What does 'manage that much' mean here? And, please, explain why 'much' is used in this case and its meaning.

Then the door to the cafeteria/gym opened, and a Mr. Jenkins came out. Which Mr. Jenkins? There was no telling them apart. Meg looked to the cherubim, but he had de-materialized again, leaving only a shimmer to show where he was.

Mr. Jenkins came to her. She checked his shoulders. There was the dandruff. She went closer: smelled: yes, he had the Mr. Jenkins smell of old hair cream and what she always thought of as rancid deodorant. But all three of the Mr. Jenkinses could manage that much, she was sure. It was not going to be that easy.

From A Wind in the Door by Madeleine L'Engle.


1 Answer 1


In looking at this:

  • The passage is talking about one of three people claiming to be the real Mr. Jenkins.
  • Meg is trying to determine if the one who appeared is the real one or an imposter.
  • She sees that he has dandruff and smells of old hair cream—just like the real Mr. Jenkins.
  • It was not going to be that easy refers to being able to tell them apart because of this detail.

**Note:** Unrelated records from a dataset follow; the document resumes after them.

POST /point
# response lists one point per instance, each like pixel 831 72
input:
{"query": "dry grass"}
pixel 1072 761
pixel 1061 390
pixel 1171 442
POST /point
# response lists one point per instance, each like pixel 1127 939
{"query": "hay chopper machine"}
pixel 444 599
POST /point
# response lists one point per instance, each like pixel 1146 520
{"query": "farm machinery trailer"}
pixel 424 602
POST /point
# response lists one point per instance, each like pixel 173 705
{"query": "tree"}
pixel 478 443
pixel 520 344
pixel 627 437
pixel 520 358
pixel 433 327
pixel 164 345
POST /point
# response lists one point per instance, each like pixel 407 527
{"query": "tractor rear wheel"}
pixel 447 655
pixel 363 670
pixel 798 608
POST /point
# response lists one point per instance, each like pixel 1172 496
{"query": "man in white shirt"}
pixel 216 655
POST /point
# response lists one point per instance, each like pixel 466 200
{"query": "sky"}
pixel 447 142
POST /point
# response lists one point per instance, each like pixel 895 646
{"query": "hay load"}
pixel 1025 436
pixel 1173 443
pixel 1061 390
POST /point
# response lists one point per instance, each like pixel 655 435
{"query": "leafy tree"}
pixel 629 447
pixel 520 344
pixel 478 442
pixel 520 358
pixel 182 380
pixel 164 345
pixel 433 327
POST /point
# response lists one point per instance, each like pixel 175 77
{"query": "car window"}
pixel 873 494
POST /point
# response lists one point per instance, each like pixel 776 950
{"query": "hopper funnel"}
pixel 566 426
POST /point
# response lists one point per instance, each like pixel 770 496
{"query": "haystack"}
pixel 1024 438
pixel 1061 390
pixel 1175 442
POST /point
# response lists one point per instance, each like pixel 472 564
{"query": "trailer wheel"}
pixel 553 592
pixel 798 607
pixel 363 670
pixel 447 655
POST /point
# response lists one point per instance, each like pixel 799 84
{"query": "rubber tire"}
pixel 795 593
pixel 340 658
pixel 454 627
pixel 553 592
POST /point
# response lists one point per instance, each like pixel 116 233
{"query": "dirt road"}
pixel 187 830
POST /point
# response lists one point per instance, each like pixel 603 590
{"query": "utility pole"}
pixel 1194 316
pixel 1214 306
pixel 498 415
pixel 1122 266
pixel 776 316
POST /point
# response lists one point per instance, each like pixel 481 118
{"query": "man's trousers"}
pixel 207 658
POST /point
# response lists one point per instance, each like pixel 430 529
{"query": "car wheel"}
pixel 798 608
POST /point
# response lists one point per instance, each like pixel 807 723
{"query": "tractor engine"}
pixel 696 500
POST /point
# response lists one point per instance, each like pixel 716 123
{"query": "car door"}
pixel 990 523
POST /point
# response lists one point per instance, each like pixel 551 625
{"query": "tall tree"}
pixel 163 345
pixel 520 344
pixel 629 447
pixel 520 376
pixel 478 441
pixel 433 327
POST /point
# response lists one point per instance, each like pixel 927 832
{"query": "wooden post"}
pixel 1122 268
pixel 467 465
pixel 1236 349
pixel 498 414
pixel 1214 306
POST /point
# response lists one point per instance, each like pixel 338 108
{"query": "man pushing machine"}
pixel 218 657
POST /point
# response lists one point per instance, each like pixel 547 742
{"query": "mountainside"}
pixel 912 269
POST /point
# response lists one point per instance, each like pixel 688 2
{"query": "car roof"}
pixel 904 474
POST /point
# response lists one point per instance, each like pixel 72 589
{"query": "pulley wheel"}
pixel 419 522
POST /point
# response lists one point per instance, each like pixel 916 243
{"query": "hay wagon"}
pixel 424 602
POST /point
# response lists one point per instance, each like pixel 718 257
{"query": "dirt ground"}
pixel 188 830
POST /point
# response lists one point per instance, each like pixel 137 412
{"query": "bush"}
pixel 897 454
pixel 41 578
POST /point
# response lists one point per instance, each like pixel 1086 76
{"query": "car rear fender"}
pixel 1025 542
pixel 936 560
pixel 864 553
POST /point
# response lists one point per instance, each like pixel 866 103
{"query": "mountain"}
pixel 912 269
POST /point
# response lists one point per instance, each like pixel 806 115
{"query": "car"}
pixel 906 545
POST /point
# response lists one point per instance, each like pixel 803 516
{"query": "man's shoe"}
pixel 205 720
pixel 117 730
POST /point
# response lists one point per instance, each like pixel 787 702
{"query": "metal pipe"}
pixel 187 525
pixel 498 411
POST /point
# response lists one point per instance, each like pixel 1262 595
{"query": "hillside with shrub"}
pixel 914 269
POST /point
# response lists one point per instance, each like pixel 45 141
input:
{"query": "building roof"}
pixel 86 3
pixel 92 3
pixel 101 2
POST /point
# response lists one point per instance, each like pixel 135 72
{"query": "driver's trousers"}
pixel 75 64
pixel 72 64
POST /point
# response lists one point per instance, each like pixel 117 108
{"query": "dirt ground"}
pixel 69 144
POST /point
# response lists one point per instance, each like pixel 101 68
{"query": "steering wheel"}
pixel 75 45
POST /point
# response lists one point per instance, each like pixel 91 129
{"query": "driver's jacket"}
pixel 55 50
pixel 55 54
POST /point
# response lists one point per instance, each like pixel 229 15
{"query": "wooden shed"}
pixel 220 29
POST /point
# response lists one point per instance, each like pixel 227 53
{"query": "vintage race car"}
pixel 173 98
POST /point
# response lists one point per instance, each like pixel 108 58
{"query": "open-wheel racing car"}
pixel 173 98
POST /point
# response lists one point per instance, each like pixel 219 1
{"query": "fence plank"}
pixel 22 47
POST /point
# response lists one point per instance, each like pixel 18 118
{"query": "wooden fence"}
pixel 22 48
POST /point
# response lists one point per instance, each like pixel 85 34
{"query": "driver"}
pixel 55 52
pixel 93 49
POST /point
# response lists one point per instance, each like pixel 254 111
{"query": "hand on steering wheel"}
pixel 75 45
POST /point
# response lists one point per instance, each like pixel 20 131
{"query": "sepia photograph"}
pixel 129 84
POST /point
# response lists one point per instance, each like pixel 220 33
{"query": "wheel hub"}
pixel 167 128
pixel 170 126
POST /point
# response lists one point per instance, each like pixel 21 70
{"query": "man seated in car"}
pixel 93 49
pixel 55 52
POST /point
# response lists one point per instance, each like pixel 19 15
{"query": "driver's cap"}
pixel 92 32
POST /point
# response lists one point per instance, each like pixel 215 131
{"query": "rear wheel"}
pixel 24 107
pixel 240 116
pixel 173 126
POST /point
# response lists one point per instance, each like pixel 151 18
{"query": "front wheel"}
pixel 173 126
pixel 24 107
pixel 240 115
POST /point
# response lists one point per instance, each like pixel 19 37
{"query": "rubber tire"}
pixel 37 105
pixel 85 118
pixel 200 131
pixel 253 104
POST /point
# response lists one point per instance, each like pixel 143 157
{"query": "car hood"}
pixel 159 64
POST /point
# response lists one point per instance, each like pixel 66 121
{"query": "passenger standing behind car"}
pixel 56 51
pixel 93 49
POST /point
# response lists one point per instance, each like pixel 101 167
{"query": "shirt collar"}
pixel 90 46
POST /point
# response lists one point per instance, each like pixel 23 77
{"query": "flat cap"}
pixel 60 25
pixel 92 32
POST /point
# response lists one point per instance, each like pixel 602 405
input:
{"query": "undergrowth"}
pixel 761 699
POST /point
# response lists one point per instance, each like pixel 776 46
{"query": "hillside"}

But all three of the Mr. Jenkinses could manage that refers to the ability of all of them to have dandruff and smell of old hair cream. Obviously, the real Mr. Jenkins can manage to get all of the details about himself right. But what Meg's saying is that these particular details are pretty obvious, and not something that would be difficult to pick up on and emulate. Whatever test she's going through to tell them apart, is bound to be more difficult than just observing this simple detail.

In other words, telling them apart will surely not be as easy as looking for signs of dandruff and detecting the smell of old hair cream.